But the quickest way is to put your word in the search box.
Your dreams can become vortexes of power to transform your life, and to enhance your perceptions. There is no ‘wave a magic wand’ route to this. It will not happen because you read a great book or look at a good dream dictionary. Those things might help, but the real magic lies in whether you can enter into your dream in the right way. (Try using Being the Person or Thing and Meaning of Your Dream).
What does my dream mean? – How to explore your dream meanings
It is important in reading the definitions of dream images to realise that not every possible meaning can be covered in this dictionary. So please see if you get the idea of what is being said and allow your own imagination/feelings to fill in the meaning.
There are several ways you can understand the meanings held in your dreams, and there are several levels.

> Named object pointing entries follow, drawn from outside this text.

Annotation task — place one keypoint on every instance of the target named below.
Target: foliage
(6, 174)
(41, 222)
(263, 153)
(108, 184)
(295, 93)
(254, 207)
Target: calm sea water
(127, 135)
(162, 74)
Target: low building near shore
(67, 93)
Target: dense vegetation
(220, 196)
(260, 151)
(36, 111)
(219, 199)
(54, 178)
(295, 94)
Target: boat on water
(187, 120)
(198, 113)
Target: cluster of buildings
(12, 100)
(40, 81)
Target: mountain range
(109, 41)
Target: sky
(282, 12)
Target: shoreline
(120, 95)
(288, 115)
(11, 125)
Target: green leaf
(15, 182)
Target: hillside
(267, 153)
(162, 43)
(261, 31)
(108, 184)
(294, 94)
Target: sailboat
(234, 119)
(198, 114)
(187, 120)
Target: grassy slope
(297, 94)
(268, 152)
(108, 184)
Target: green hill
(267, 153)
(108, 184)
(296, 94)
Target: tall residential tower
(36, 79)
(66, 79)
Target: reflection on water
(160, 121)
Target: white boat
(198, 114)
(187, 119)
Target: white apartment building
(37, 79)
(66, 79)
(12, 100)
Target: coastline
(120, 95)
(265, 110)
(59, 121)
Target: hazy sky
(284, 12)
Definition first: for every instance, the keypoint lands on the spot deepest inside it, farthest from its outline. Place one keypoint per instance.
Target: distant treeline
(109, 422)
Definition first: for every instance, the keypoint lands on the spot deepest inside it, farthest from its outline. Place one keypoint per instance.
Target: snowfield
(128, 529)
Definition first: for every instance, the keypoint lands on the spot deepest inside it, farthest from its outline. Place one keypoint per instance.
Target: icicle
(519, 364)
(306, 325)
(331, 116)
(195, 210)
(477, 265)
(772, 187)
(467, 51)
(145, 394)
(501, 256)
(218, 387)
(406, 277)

The first is an easily understood level, followed by greater depths:
For instance, speaking as an object or dream person, one needs to take time with it. Learn how to actually describe what you are as that dream object or person. If I dream of a dog, don’t simply describe what you think a dog feels like, but actually take time to tune into the dream image and describe the dog dreamt about. Is it an old or young dog? What is it doing in the dream? Listen to your feelings and describe what it/you feel. Remember that each image is a creation of your own mind and unconscious, so you are really describing yourself. Say whatever comes and consider its value afterwards. Below is a quote from Tiziana Stupia’s book Meeting Shiva
Tony taught me a process in which a dream could be interpreted and understood by assuming that everything, people and objects alike, in a dream represented aspects of the Self. Sitting cross-legged on the squishy, old-fashioned sofa in the living room of my sadhu’s cave opposite Tony, I’d close my eyes and mentally return to a dream I had the previous night. He would ask me questions about the dream, which I’d answer in the first person. So if I dreamt about a tree, I would ‘become’ the tree, assume its personality and respond from its viewpoint. He’d ask ‘So what kind of tree are you? Are you big or small, old or young? What do you look like? Where are you growing? Why are you in Tiziana’s dream?’

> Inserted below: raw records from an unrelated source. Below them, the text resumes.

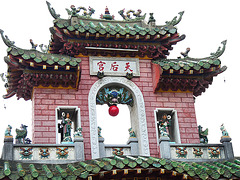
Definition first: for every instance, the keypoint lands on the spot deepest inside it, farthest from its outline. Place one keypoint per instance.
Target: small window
(74, 116)
(167, 124)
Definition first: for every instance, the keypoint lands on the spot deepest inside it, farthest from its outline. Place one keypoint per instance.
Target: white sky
(205, 23)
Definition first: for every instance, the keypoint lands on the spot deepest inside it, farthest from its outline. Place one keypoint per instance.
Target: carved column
(7, 152)
(79, 148)
(102, 151)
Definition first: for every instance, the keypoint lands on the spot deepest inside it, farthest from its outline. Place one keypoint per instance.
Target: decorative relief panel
(114, 66)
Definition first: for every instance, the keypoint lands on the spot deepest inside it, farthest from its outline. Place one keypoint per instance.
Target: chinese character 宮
(127, 67)
(101, 65)
(114, 66)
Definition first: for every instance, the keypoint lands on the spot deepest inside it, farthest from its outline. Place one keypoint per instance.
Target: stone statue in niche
(67, 126)
(203, 135)
(21, 134)
(224, 131)
(99, 132)
(8, 131)
(78, 133)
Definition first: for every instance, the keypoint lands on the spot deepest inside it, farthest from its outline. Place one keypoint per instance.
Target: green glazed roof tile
(70, 28)
(81, 29)
(162, 32)
(60, 25)
(44, 58)
(21, 51)
(62, 62)
(66, 24)
(196, 170)
(76, 26)
(32, 55)
(152, 32)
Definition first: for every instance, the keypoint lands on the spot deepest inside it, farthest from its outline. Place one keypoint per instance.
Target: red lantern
(113, 110)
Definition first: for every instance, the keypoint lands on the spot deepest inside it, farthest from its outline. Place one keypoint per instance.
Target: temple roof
(187, 73)
(129, 37)
(122, 166)
(28, 68)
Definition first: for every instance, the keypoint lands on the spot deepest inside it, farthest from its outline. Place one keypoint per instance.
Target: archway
(137, 114)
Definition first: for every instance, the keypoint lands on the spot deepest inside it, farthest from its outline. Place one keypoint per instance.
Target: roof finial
(6, 40)
(220, 50)
(175, 21)
(52, 11)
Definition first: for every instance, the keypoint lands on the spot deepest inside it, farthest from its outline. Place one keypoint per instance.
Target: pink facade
(46, 100)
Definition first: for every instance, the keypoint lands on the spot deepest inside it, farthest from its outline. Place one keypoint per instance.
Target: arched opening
(137, 113)
(114, 128)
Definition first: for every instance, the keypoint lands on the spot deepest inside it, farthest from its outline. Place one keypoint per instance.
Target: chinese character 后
(127, 67)
(114, 66)
(101, 64)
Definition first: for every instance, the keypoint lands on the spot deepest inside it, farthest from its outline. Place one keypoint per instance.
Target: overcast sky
(205, 23)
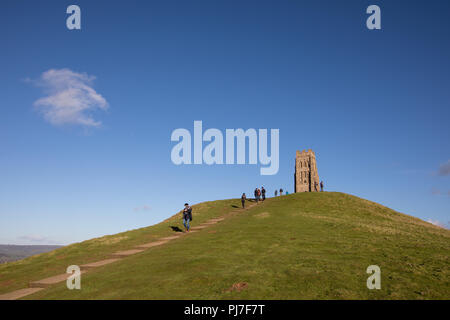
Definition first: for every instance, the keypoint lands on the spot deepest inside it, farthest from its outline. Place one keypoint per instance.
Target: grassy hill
(299, 246)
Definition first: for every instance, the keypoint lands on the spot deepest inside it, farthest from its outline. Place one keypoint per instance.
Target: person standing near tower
(187, 216)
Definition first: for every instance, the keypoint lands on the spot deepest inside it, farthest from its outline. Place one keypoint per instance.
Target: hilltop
(299, 246)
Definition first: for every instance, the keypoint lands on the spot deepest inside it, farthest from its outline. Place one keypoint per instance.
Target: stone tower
(306, 175)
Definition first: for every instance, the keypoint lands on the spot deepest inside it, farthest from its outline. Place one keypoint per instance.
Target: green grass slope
(300, 246)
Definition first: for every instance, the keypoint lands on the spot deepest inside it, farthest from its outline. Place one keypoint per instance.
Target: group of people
(260, 194)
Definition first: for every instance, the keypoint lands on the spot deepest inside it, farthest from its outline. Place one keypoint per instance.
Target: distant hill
(299, 246)
(10, 252)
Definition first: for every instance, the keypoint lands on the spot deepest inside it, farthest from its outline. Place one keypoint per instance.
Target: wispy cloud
(70, 98)
(444, 169)
(142, 208)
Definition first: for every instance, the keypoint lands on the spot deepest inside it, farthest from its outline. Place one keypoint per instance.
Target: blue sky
(373, 105)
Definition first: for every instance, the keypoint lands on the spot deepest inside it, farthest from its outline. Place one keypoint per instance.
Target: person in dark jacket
(243, 198)
(187, 216)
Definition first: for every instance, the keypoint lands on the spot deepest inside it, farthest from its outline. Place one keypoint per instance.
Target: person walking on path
(187, 216)
(243, 198)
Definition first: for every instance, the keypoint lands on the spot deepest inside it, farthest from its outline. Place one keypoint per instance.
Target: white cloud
(70, 98)
(33, 238)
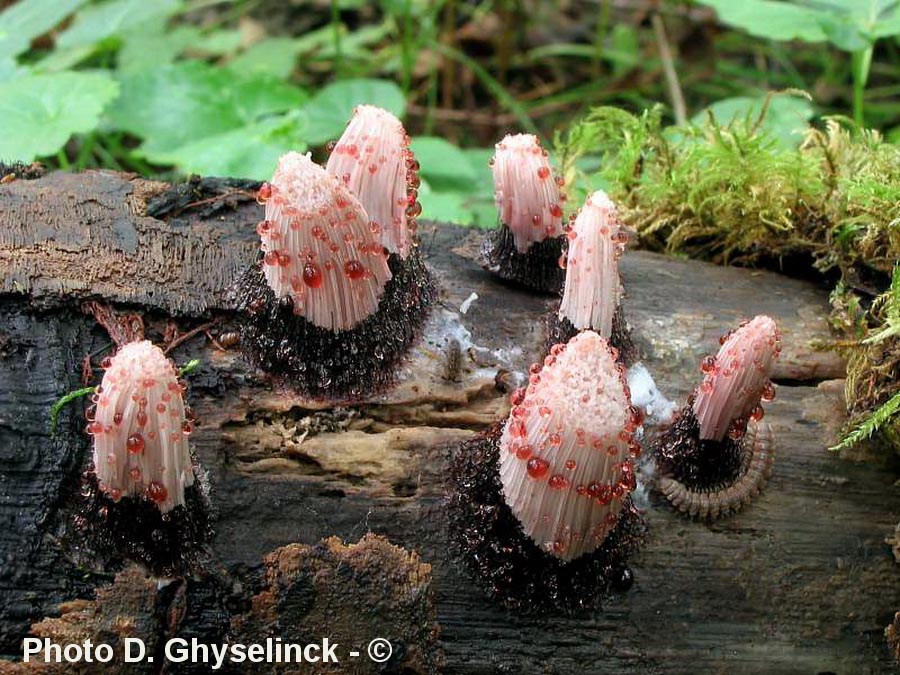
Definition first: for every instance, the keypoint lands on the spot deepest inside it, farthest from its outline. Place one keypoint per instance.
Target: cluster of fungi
(542, 507)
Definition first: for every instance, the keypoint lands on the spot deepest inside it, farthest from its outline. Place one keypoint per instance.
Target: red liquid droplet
(354, 269)
(558, 482)
(135, 444)
(537, 467)
(157, 492)
(312, 275)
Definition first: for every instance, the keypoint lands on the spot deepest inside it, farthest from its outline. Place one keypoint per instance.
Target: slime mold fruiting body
(527, 246)
(327, 310)
(140, 498)
(717, 455)
(372, 158)
(542, 509)
(592, 295)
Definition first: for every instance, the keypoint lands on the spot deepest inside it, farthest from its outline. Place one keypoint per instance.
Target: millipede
(756, 469)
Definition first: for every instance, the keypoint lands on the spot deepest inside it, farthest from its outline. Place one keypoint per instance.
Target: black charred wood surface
(801, 581)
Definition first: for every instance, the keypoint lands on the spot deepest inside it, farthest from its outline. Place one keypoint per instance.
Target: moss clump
(734, 194)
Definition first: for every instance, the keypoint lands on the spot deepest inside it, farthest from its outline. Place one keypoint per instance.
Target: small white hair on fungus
(140, 429)
(737, 378)
(372, 158)
(566, 449)
(525, 191)
(320, 249)
(593, 289)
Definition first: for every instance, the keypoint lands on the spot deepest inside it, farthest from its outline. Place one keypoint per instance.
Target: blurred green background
(172, 87)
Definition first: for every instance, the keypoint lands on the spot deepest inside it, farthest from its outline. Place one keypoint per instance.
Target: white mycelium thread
(374, 161)
(593, 289)
(525, 190)
(736, 379)
(140, 430)
(320, 249)
(566, 449)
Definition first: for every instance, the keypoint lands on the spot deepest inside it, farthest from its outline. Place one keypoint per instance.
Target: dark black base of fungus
(488, 538)
(107, 533)
(560, 331)
(701, 465)
(18, 170)
(538, 268)
(321, 363)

This sounded like a silly exercise at first, but I was soon enough convinced of its validity. It was fascinating to discover a wealth of insight and emotion emerging from my responses, and understand how they related to my current situation. They also pinpointed exactly where I was in my growth process. Sometimes, the dreams would uncover unconscious fears and intuitions. Often, they also held important clues and offered solutions to my problems. It was like doing detective’s work – arduous at times, but rewarding beyond belief.
So below are listed several ways to gain insight and information from your dreams. Take your time with each approach until you get the feel for it, and then experiment with other approaches.
You can enter a key word in the search box. The Dream Dictionary contains interpretations on almost any type of dream subject. So, if you dreamt of a flying saucer landing in a field, and aliens getting out and taking a baby, a snake, and a pregnant dog back into the saucer, you could search separately for each of these subjects in the Dream Dictionary. Find the entry for flying saucer; then the entry for dog, baby, snake, pregnant, and so on. For each entry, find further related entries by looking under ‘Similar Articles’ on the right-hand side of the page. Then see Techniques for Exploring your Dreams.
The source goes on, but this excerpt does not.